Jason Thompson, the University of Wyoming student government’s first black president, returns to campus today as the keynote speaker for UW’s annual Martin Luther King Jr. Days of Dialogue event.
Thompson said he never thought he would be ASUW president. He said he didn’t even plan on running, in fact, and only joined the race because his wife suggested it and his friend, Dominick Martinez, wanted to run for vice president.
“I didn’t really go into it thinking I could win,” he said. “I just went into it thinking, ‘Well, it’s just student government — it couldn’t be that big a deal.’”
Any other year, Thompson’s assumption might have been correct, given the low turnout for ASUW elections. But after announcing his run, Thompson experienced pushback from some UW students immediately.
“From the first day, somebody called, threatened to beat me up,” he said. “They were ripping down my posters as fast as I could put them up. … At one point, they took down all my posters, changed them all to something offensive towards me and put them back up in the same spot.”
Following a contentious primary election, Thompson said, UW took extra measures to ensure a fair election.
“The city of Laramie brought in all of their equipment and they actually ran the general election,” he said. “I think that’s the first and only time it’s ever been run by the city of Laramie. It was a pretty interesting time, looking back on it now.”
Throughout his tenure as president, Thompson said he continued to experience pushback — the student senate fought him on executive officer nominations, for example, which are usually treated as formalities in ASUW.
“I remember when I had to go to the first trustee meeting being very nervous because I thought, ‘Man, if the students were giving me a hard time, I couldn’t imagine what the trustees must be,’” Thompson said. “And I had, in my mind, imagined all of these old white people who are racist — and you know, that’s my stereotype — and honestly, it was the exact opposite.”
He said the trustees’ kindness said a lot about Wyoming.
“As a group of people, they could not have been nicer to me and did everything they could to make me feel welcomed, to make sure I had a good experience,” Thompson said.
Since graduating, Thompson has worked in the area of diversity and inclusion and currently serves as the U.S. Olympic Committee’s director of diversity and inclusion.

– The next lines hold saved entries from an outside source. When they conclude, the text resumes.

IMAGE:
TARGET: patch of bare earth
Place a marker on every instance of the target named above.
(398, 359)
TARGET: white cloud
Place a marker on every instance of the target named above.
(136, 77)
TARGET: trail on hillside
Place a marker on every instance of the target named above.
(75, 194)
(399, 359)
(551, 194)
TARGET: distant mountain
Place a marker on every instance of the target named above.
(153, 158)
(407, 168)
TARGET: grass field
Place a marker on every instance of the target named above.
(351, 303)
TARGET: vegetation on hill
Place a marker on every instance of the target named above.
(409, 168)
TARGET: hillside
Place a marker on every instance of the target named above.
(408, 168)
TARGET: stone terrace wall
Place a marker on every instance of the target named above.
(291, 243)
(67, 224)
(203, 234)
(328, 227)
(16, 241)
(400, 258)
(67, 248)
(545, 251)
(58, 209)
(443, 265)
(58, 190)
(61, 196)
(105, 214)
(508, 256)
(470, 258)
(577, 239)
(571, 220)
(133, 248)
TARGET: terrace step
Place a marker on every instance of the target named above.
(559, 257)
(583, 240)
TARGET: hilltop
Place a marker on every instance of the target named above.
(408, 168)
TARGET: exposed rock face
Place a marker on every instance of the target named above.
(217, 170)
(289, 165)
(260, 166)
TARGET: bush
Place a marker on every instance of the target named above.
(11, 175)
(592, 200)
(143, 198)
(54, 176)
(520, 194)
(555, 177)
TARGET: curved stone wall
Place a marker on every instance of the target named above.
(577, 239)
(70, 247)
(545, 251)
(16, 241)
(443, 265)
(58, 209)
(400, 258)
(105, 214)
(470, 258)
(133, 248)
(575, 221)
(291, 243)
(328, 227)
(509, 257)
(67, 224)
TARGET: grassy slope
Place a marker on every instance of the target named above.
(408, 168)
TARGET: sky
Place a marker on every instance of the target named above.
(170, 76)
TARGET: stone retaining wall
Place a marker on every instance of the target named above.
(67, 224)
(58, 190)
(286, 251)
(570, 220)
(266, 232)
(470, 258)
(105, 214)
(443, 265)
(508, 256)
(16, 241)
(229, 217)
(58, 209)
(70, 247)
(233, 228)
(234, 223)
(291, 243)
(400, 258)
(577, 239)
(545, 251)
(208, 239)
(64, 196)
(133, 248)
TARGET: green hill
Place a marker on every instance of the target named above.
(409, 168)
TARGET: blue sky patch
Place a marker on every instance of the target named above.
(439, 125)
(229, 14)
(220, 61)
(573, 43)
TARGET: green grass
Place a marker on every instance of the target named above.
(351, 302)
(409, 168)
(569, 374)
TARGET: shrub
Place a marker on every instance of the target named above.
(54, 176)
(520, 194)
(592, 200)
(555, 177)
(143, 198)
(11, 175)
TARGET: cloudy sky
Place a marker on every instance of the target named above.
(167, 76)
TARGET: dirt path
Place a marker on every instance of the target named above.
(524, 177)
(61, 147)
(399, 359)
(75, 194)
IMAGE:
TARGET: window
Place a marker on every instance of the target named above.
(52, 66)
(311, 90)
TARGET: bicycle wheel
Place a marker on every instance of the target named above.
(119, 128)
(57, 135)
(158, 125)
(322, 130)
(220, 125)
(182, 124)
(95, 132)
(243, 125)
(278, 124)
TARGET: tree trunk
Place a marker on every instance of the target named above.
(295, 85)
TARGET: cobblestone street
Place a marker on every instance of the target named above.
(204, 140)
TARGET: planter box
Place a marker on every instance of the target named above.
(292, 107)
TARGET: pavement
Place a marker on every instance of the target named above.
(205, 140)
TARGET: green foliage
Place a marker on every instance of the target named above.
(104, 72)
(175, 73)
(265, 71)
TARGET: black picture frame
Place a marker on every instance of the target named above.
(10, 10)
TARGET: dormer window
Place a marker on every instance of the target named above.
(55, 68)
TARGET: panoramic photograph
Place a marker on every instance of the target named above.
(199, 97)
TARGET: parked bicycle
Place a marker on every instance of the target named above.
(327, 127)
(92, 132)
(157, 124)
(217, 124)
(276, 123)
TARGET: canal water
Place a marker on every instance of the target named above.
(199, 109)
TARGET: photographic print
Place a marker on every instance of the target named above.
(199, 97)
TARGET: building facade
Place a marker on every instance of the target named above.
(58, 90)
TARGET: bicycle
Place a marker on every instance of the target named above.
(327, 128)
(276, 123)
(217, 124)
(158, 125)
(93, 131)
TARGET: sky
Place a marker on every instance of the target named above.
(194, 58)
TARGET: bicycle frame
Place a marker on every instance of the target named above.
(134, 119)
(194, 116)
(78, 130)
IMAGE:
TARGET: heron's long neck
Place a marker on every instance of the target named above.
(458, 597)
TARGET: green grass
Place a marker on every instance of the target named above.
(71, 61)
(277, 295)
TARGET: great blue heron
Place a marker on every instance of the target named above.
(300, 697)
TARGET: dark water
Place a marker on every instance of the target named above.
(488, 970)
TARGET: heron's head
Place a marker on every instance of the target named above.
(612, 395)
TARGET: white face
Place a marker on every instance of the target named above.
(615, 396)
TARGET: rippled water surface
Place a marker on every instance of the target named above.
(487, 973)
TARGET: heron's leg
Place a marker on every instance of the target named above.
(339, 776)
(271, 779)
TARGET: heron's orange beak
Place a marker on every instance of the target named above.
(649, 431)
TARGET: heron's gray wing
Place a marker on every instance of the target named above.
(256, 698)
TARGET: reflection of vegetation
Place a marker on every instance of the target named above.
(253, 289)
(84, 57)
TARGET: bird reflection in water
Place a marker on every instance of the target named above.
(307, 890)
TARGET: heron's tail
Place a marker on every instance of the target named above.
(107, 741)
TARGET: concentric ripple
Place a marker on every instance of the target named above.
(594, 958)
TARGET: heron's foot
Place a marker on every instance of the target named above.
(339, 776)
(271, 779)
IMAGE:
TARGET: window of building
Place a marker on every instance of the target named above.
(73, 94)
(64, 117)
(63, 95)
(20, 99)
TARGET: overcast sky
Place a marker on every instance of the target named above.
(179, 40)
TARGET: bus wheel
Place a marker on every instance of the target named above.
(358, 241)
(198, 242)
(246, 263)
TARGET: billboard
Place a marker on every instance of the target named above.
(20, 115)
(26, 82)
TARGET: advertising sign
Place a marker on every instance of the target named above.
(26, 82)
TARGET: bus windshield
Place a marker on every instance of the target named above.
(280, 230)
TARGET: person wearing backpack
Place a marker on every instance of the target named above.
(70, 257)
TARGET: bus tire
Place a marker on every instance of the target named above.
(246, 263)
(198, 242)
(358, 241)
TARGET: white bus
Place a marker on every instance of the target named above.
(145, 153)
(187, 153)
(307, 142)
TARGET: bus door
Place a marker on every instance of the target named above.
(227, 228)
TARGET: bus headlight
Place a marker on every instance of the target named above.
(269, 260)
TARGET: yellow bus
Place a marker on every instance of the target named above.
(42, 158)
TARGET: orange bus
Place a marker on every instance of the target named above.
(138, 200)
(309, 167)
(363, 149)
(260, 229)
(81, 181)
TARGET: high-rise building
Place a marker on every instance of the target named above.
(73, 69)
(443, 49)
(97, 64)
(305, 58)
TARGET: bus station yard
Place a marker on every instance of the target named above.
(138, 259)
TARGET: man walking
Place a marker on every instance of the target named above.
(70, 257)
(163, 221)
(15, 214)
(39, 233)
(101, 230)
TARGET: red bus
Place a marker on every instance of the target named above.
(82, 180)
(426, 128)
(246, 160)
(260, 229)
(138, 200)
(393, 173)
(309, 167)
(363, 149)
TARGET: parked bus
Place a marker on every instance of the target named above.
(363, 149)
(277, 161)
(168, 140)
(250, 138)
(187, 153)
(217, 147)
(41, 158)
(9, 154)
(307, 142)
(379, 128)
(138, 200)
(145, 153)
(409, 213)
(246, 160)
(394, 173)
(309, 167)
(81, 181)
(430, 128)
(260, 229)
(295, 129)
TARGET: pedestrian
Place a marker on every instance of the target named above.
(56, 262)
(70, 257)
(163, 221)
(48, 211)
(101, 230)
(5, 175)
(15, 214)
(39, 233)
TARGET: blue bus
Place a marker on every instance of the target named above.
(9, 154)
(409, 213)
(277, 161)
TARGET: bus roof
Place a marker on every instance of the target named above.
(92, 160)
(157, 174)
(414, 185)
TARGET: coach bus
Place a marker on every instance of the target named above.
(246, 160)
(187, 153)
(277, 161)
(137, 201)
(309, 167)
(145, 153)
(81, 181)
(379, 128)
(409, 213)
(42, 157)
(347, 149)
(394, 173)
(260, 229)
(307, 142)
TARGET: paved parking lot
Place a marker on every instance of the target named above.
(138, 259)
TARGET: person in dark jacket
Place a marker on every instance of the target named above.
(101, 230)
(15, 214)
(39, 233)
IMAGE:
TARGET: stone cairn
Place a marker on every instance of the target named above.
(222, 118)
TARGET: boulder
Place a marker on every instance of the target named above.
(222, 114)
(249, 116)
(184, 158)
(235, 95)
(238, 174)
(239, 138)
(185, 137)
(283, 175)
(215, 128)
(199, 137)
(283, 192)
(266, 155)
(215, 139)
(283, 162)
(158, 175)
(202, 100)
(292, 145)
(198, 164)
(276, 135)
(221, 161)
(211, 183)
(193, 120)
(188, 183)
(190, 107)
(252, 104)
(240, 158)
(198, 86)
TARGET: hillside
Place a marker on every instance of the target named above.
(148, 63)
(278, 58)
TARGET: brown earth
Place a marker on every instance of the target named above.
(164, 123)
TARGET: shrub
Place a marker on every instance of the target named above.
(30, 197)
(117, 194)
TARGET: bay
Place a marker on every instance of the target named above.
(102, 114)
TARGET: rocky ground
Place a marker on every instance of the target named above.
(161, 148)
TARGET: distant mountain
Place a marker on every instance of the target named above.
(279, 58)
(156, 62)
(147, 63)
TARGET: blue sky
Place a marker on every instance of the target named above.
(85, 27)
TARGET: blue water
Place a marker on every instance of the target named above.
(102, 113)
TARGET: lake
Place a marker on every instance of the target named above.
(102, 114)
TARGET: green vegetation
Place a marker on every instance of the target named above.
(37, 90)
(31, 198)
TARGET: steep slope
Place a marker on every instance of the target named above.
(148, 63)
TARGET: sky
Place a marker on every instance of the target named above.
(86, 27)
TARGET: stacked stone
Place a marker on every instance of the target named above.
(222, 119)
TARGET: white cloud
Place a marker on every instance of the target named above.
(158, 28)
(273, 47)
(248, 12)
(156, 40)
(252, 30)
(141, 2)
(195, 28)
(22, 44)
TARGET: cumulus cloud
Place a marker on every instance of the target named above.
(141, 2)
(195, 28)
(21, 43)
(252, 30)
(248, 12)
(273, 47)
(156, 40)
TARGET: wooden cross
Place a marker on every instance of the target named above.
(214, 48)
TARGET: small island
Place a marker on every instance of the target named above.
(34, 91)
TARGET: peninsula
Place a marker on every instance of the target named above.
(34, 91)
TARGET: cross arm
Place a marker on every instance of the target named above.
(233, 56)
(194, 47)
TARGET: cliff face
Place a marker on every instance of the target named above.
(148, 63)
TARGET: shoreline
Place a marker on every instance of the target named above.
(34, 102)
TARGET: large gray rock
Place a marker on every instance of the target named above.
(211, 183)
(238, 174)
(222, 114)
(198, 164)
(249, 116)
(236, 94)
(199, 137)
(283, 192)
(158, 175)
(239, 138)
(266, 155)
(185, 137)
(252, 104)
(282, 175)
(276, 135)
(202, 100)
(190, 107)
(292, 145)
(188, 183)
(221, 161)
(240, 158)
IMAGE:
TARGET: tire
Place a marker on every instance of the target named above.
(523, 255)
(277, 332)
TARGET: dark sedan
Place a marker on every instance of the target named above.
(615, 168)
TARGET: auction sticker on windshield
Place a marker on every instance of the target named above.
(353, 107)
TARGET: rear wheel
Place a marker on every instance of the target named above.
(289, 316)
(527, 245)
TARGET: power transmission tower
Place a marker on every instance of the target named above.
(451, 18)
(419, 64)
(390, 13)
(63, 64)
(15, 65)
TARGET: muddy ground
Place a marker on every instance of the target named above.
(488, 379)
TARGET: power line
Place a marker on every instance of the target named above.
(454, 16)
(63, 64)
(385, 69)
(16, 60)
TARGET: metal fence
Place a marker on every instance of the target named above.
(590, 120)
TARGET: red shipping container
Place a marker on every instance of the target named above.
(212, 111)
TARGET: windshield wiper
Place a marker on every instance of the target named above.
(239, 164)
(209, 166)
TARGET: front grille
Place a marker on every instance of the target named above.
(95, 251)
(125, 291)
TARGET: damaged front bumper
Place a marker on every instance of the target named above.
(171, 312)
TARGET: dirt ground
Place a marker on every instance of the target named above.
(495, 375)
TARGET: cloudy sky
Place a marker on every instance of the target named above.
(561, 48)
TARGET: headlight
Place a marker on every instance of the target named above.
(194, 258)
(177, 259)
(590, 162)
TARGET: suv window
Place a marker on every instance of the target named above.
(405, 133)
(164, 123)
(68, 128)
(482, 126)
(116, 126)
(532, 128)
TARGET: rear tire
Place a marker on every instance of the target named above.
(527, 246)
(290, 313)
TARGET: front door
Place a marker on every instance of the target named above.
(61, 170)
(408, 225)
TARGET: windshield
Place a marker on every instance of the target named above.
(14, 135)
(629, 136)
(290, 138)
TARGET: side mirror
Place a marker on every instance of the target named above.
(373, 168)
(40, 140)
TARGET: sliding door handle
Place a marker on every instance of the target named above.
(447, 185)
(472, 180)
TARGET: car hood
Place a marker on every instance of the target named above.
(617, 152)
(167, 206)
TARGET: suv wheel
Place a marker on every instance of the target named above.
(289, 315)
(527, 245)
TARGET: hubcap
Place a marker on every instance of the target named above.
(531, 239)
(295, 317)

Thompson’s address will cover his own experiences and reflections on Martin Luther King Jr.’s work. Commemorating the 50th anniversary of King’s assassination and the 15th year of the event, the 2018 Days of Dialogue focuses on the progress made since King’s activism in the 1950s and 1960s.
“As I reflected on this, I started thinking when I was about 6 or 7 — and this was probably about 1972,” he said. “I got to meet my great-grandfather. It was right around his 100th birthday. We weren’t sure if he was 100 years old because of when he was born, which would have been close to when slaves were freed.”
The end of slavery a little more than 150 years ago is not as far in the past as many think, Thompson said. Meeting his great-grandfather made Thompson realize this, he said.
“Some slaves didn’t know until 1865 they had been freed,” he said. “To picture the two of us somewhere (together) would have been amazing, just to think about the generations and all the things that happened in that lifetime.”
Thompson said he is honored to return to UW and be given the chance to reflect on his time as ASUW president.
“It was a difficult year, but it’s one of my more favorite memories of being in Wyoming,” he said. “I learned a lot and I grew a lot as a person and made some pretty good friends.”